Kevin and Myndi Milliken say that when they bought their home on the west side of Berkey in 2003, they did so with the assurance that public water service soon would be coming.
But under preliminary plans that local leaders are discussing with Toledo officials about piping city water to the village, service wouldn't reach the Millikens.
"One of the main reasons we moved to Berkey was under the verbal promise and expectation that 'water is coming' to solve the collective problems faced by the entire community," the couple wrote in a letter they submitted to the Village Council last night.
Village Council met last night with Toledo representatives to talk about the water project and the extent to which the city might inject itself into village affairs if it supplies water.
Barbara Herring, the city law director, assured the audience of about a dozen people that the only purpose of a joint economic development zone in the village would be to allow Toledo to share in the benefit if new businesses come to Berkey after water becomes available. Toledo and Berkey would split the revenue from such businesses if the village passed an income tax.
Ms. Herring said the only power Toledo will have in the village is to decide not to allow new taps to the water system if development occurs that is not consistent with Berkey's land-use plan. It will be up to Berkey officials to determine the village's future development course, she said.
As to where the pipes actually go, she said, that's also a decision village council would make. Mayor Barbara Huff said the main factors in choosing the service area are cost and immediate need.

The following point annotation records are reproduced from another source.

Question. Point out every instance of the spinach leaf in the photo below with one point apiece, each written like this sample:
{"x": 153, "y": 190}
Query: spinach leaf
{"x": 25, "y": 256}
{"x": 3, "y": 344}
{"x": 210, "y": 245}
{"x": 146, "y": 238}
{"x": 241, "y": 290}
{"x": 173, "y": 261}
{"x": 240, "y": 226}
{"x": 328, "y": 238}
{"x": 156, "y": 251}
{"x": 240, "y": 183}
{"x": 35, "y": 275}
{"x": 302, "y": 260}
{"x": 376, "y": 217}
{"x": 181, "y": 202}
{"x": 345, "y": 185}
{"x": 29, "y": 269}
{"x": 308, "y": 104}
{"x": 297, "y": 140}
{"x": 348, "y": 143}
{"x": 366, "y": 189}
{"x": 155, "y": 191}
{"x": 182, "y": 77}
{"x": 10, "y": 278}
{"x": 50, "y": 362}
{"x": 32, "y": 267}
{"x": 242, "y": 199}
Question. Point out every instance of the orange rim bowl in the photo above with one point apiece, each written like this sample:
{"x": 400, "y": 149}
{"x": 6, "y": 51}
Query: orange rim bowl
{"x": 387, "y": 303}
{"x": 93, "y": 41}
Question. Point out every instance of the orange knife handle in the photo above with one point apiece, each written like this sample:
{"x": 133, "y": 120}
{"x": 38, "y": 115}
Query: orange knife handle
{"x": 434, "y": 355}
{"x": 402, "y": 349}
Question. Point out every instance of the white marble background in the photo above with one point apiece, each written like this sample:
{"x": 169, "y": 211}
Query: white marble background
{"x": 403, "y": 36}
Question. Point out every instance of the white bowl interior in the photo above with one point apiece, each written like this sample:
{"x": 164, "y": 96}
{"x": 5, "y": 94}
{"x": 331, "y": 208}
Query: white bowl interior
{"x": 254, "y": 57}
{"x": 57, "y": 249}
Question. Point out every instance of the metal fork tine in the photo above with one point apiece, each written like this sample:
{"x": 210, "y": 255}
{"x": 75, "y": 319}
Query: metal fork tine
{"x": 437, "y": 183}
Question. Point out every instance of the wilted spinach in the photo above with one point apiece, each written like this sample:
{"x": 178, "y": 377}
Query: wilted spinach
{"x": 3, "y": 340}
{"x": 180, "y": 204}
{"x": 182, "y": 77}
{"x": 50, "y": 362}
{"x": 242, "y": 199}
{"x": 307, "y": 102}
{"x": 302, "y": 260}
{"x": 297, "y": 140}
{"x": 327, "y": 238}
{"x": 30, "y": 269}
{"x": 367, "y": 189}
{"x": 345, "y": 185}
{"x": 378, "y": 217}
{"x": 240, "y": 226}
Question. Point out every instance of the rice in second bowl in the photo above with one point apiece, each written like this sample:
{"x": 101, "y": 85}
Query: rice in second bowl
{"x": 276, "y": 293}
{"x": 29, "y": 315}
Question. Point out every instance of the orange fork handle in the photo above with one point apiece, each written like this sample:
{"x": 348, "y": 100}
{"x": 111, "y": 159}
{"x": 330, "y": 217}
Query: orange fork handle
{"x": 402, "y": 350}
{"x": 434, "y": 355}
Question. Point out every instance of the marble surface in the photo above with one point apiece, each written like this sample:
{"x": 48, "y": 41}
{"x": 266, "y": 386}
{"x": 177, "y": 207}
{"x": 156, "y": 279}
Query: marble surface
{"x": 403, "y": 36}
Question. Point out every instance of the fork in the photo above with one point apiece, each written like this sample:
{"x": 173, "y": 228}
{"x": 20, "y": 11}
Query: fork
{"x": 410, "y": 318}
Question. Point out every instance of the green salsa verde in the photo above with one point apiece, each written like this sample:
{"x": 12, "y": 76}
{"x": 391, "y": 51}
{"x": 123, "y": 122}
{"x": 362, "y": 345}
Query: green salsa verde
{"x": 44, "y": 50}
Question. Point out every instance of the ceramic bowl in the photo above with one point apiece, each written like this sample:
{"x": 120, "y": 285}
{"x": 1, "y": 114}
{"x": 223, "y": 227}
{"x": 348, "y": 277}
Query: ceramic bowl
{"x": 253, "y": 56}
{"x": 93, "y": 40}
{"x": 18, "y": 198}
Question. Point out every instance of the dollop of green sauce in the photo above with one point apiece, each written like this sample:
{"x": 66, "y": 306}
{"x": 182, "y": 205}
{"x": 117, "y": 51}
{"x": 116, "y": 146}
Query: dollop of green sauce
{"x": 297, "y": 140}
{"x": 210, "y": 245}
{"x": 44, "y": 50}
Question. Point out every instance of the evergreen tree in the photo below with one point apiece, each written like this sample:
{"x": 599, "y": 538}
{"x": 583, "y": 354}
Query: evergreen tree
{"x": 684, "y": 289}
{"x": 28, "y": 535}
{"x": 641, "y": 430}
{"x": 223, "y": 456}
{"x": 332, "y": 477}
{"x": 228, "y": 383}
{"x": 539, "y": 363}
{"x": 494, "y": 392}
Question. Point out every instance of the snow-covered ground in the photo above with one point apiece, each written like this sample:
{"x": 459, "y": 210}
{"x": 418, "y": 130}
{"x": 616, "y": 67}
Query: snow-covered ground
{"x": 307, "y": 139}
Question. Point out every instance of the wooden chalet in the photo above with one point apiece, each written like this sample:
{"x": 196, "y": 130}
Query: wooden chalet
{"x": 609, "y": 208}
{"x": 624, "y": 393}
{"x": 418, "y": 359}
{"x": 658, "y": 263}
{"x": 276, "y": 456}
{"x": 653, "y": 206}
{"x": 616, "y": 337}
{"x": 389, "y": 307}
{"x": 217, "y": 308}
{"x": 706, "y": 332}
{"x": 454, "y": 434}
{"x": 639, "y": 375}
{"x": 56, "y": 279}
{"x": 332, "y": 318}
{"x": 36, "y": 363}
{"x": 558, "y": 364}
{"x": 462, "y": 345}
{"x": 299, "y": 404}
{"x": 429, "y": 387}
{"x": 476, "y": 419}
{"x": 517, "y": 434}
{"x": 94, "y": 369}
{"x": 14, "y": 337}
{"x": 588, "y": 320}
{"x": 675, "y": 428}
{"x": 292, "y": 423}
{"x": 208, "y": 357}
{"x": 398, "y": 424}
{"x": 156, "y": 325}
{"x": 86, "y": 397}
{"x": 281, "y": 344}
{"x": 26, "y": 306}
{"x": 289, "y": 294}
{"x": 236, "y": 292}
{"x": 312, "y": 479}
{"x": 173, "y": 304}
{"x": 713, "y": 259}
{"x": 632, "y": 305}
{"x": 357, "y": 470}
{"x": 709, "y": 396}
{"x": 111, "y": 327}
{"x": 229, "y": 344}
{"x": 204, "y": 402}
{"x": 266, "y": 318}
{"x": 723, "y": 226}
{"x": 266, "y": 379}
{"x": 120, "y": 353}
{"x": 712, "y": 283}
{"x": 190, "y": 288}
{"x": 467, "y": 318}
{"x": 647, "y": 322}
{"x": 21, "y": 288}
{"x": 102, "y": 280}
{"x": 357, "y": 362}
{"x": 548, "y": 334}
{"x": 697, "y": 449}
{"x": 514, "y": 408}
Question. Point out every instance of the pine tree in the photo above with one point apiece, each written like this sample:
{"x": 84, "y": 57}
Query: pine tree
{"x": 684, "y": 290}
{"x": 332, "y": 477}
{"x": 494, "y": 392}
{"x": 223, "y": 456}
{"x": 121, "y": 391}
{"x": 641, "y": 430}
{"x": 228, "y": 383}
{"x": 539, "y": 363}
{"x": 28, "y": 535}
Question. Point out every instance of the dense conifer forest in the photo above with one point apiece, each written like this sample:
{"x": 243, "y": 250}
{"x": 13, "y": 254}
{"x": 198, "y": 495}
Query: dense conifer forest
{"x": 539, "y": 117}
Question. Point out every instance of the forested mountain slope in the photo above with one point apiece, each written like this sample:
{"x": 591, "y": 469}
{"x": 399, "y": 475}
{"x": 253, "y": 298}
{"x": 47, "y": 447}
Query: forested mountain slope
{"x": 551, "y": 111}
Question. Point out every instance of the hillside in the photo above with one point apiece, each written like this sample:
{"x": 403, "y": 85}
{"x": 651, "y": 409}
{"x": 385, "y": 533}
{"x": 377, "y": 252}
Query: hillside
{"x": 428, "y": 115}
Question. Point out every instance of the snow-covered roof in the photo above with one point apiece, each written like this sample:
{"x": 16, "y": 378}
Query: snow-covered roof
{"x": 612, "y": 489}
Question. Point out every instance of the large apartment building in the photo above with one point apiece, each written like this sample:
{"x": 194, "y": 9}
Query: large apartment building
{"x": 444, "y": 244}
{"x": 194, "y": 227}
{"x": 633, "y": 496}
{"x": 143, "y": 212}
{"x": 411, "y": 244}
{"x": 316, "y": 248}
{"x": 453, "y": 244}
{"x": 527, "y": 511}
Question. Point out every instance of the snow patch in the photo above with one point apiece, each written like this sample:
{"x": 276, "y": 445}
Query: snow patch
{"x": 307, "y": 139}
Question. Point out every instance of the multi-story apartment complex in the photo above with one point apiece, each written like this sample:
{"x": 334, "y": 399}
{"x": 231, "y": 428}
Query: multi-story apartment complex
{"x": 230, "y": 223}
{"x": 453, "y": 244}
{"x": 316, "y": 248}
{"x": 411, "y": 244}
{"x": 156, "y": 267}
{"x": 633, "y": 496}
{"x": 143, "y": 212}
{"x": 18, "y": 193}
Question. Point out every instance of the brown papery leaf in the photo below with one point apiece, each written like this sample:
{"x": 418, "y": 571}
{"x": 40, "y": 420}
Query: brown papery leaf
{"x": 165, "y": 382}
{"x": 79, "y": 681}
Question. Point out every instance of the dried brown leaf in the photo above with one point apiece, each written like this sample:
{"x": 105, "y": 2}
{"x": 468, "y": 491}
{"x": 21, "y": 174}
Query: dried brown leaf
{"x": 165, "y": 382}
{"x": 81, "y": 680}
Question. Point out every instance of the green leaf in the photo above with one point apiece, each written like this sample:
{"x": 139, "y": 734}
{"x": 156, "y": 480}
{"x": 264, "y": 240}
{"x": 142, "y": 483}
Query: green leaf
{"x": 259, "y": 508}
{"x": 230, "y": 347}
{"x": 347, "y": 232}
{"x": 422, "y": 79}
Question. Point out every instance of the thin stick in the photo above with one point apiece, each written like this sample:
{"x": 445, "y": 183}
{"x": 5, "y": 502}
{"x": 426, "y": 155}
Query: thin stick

Building a system to serve Berkey and properties along the route that water pipes would take to get there from Sylvania is expected to cost $2 million, with each house along the line to be assessed an estimated $12,396 - payable over 30 years with no interest charge under the proposed agreement with Toledo. Usage would be billed on a quarterly basis, with a minimum charge of about $37.50.
Mrs. Huff noted that of 107 surveys sent out to residents about their desire for public water, the 53 that came back were almost equally divided: 26 in favor, 23 opposed, and four undecided.